After the prayers, several of the mourners gave speeches.

T, as chounan [長男/eldest son], spoke for the immediate family. He read a long, autobiographical poem which Susumu had written some years before. It had a narrative swing to it and a pronounced rhythm. It seemed to come from way back in time, to be a Japanese equivalent of Arnold’s “The Scholar Gypsy” or Brian Merriman’s Gaelic poem, “The Midnight Court” [“Cuirt an Mheadhon Oidhche” ].

In the poem Susumu told of his sorrow at the death of four of his seven children, of his delight in the surviving three. He wrote that he felt that the three living children were like the three legs of a tripod which, although weak alone, could support a huge pot when combined.

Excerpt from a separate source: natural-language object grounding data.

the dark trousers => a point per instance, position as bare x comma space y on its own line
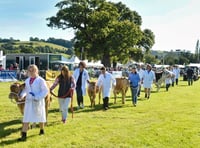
176, 81
79, 95
105, 102
167, 86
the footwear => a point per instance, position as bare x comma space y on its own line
23, 137
106, 108
41, 132
64, 121
82, 106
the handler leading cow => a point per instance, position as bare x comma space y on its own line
35, 92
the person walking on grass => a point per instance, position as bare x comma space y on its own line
67, 85
147, 80
190, 76
134, 80
140, 71
105, 81
34, 110
82, 78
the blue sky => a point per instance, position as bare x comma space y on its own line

K, the only grandson, spoke of the loving care he had always had from Susumu. (When he was a child, Susumu would carry him off to bed each night, after he’d fallen asleep in front of the T.V.)

An eighty-year-old former pupil stood in front of Susumu’s photo and, speaking directly to his teacher, thanked him, as he’d done so many times, for giving him the start which had helped him to go on to become a teacher himself, and then an educational entrepreneur, the owner of a chain of kindergartens and tertiary colleges.

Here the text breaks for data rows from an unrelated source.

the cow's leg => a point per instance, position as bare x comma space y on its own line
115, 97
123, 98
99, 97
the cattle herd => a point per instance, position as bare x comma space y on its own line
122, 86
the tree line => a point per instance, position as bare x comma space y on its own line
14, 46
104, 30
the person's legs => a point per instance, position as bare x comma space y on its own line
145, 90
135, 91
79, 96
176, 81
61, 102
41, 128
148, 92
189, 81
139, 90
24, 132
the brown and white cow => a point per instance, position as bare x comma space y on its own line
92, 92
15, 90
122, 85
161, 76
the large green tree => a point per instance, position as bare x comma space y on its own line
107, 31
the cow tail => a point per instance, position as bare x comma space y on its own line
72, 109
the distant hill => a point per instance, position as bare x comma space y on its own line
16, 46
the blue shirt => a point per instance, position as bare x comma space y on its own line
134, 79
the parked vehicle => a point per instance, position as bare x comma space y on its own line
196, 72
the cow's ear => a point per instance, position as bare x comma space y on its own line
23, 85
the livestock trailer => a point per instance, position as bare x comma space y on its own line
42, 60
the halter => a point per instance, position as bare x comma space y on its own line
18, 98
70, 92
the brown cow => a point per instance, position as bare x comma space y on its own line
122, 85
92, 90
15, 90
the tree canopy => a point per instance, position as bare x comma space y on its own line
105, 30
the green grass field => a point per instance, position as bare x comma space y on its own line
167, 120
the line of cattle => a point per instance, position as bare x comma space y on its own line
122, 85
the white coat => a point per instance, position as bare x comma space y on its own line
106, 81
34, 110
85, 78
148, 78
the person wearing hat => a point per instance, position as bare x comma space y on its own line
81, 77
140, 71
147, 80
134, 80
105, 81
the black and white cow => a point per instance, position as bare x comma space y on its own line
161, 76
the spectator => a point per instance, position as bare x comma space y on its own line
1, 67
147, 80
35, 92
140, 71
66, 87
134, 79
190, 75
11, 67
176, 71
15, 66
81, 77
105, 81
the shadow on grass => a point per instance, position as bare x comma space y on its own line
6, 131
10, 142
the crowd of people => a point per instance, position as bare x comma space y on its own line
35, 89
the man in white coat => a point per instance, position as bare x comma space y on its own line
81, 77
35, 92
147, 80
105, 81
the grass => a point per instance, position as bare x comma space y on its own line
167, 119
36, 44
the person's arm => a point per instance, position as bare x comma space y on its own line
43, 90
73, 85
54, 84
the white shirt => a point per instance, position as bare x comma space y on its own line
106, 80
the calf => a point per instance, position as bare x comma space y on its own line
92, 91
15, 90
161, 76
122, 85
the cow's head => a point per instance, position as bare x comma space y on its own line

After the funeral, the immediate family accompanied Susumu to the modern municipal crematorium, miles out of town. The atmosphere there was rather like a large and sombre air terminal. Everyone was dressed in black, each group huddled around the photo of the beloved deceased. The airport analogy was rather grossly underlined by a large electronic notice board which announced names, room numbers, and “departure times”.

There was a final farewell before the furnace doors closed on the coffin, and then a forty minute wait. We were called back to greet the trolley bearing Susumu’s remains which had been wheeled out of the furnace.

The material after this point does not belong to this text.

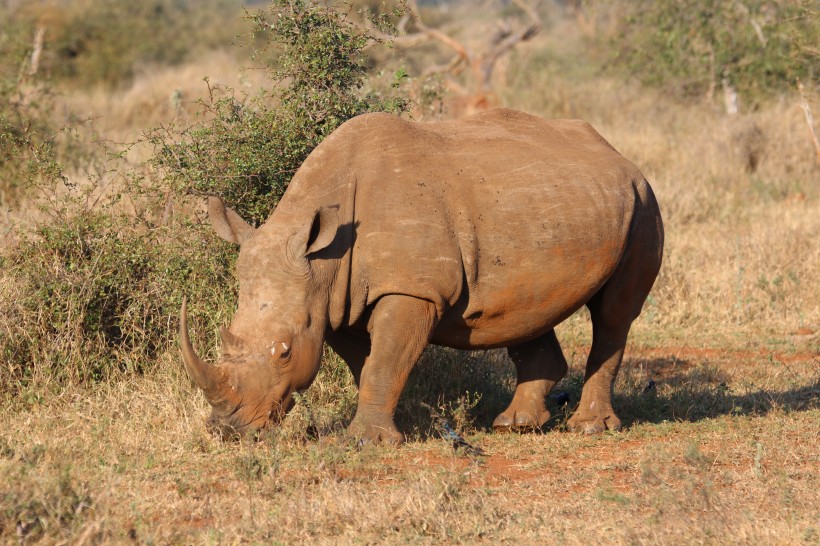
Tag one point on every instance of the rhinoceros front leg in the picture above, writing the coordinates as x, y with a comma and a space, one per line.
352, 348
400, 327
539, 364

The family gathered around, and each took turns at picking up small bits of chalky bone with long metal chopsticks and placing them carefully into a small ceramic urn. I had heard of this from my friend Alan, the veteran of a number of family funerals, but was surprised at how natural it all seemed.

Now Susumu really had gone, and he would be given a new name to match his new status as a hotoke-sama [仏様/Buddha]. Now the elaborate cycle of remembrance dictated by Buddhist practice could begin. For the next fifty years there would be periodic services and family gatherings in memory of the old man, just as there was for Y’s mother, and for her four brothers.

Susumu’s room at the corner of the house looked darker than it had ever been when we arrived home. We threw salt over our shoulders as we came into the house so that we would not be dragged off too quickly to join Susumu in the other world, where, we imagined, he was comparing notes with my own father.